12 Книга писателя, озабоченного оскудением религиозного чувства в странах Западной Европы и подчеркивавшего «буддийские» корни русской духовности и творчества особенно ценимого им Льва Толстого, в сущности, взяла на себя ту функцию, которую не могли выполнять для европейской публики доктрины славянофилов, поскольку они воспринимались как пропаганда извне. «Славянская раса, — утверждал Вогюэ, — не сказала еще своего великого слова в истории, а великое слово, которое любая раса призвана сказать, — это только религиозное слово. Под внешними покровами своего православия она его ищет в добросердечии, присущем всем слоям общества».7
7. Vogüé E.-M. de. Le roman russe. P. 343. Перевод с фр. и исп. здесь и далее мой. — В. Б. О жизни Вогюэ в России и о его книге см.: Röhl M. «Le Roman russe» de Eugène-Melchior de Vogüé. Stockholm, 1976 (Acta Universitas Stockholmiensis. Studies in History of Literature; № 16); Eugène-Melchior de Vogüé, le héraut du roman russe. Textes réunis et prés. par Michel Cadot. Paris, 1989 (Bibliothèque russe de l’Institut d’études slaves. T. 284).
13 Уже в 80-е годы XIX века и далее в значительной мере благодаря книге Вогюэ, которая пользовалась огромной популярностью, в центре дискуссий о русской литературе на Западе оказался вопрос о причинах и характере влияния русских писателей. Он теснейшим образом связан с вопросом о сущности русской литературы, о чертах ее отличия от литератур Запада. Для европейского читателя конца XIX века, не в последнюю очередь благодаря Вогюэ, своеобразие русской литературы (если собрать воедино наиболее распространенные суждения) заключалось в следующем: в напряженных поисках смысла жизни, отвечающих глубинным основам национального мироощущения, в неудовлетворенности теми представлениями о счастье, которые бытовали в западноевропейском романе, в активном сострадании человеку, поставленному в крайне тяжелое, унизительное положение, в удивительном богатстве внутреннего мира ее героев, в широте их интеллектуальных интересов.

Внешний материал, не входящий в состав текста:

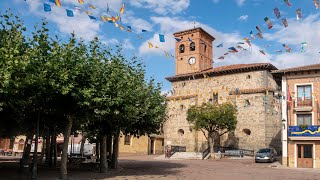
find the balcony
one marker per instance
(303, 104)
(309, 131)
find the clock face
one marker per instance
(192, 60)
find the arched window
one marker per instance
(181, 48)
(192, 46)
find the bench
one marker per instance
(239, 153)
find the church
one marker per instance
(252, 87)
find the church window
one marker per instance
(192, 46)
(181, 132)
(181, 48)
(127, 140)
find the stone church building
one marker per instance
(251, 87)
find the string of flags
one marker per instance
(270, 26)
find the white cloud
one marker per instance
(162, 7)
(243, 18)
(240, 2)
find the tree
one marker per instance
(214, 120)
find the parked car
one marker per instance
(265, 155)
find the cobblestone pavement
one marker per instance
(145, 167)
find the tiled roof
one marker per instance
(230, 69)
(299, 68)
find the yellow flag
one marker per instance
(150, 45)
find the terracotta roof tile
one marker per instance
(299, 68)
(229, 69)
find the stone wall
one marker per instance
(262, 116)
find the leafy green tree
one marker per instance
(214, 120)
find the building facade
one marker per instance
(251, 87)
(300, 116)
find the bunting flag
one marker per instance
(161, 38)
(258, 28)
(58, 3)
(269, 23)
(177, 39)
(299, 14)
(69, 13)
(232, 49)
(287, 2)
(251, 34)
(220, 45)
(92, 17)
(150, 45)
(129, 29)
(316, 3)
(46, 7)
(122, 9)
(260, 35)
(262, 52)
(277, 12)
(88, 12)
(285, 23)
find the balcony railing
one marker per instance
(303, 102)
(301, 131)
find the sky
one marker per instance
(229, 21)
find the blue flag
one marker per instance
(46, 7)
(178, 39)
(69, 13)
(220, 45)
(92, 17)
(161, 37)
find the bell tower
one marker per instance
(193, 51)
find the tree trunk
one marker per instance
(210, 139)
(114, 164)
(48, 146)
(103, 154)
(83, 140)
(64, 156)
(26, 152)
(98, 150)
(109, 148)
(55, 148)
(35, 153)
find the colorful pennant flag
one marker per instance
(269, 23)
(277, 12)
(299, 14)
(220, 45)
(316, 3)
(92, 17)
(251, 34)
(258, 28)
(285, 22)
(46, 7)
(122, 9)
(262, 52)
(287, 2)
(161, 38)
(58, 3)
(69, 13)
(178, 39)
(260, 35)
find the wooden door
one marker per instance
(305, 155)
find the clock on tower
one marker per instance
(193, 51)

14 Несомненно, что Толстой, Достоевский и Тургенев заинтересовали западноевропейского читателя выдвижением на первый план в своих романах нравственных вопросов. Русская литература на протяжении долгих десятилетий воспринималась во всем мире как проникнутая большим интересом к нравственной стороне человеческой личности, большей тревогой за судьбу человека, чем другие литературы.
15 В той или иной мере на изложенные в этой книге взгляды опираются почти все авторы зарубежных историй русской литературы, но также и некоторых русских, созданных как до 1917 года, так и эмигрантских и современных. Большинство из них, ссылаясь на авторитет Вогюэ в интересующем нас вопросе или нет, сознательно или неосознанно, являются наследниками и продолжателями французского критика.
16 Вторая концепция, по убеждению ее авторов, прежде всего советских, но также значительной части литературоведов стран так называемого социалистического лагеря, восходит к идеям В. И. Ленина.
17 Теоретической базой для работ советских исследователей о мировом значении русской литературы и ее национальном своеобразии служат статьи Ленина о Льве Толстом. Вождь мирового пролетариата отметил, что русский писатель «поразительно рельефно воплотил в своих произведениях — и как художник, и как мыслитель и проповедник — черты исторического своеобразия всей первой русской революции, ее силу и ее слабость».8 «Его мировое значение как художника, — подчеркивал Ленин, — его мировая известность, как мыслителя и проповедника, и то и другое отражает, по-своему, мировое значение русской революции».9
8. Ленин В. И. Л. Н. Толстой // Ленин В. И. Полн. собр. соч.: [В 55 т.] 5-е изд. М., 1973. Т. 20. С. 20.

9. Там же. С. 19.
18 Как и можно было ожидать, в ответах на интересующий нас вопрос, которые даются в многочисленных «Историях русской литературы», подготовленных в странах так называемой народной демократии, будет много общего с аргументацией и выводами их советских коллег.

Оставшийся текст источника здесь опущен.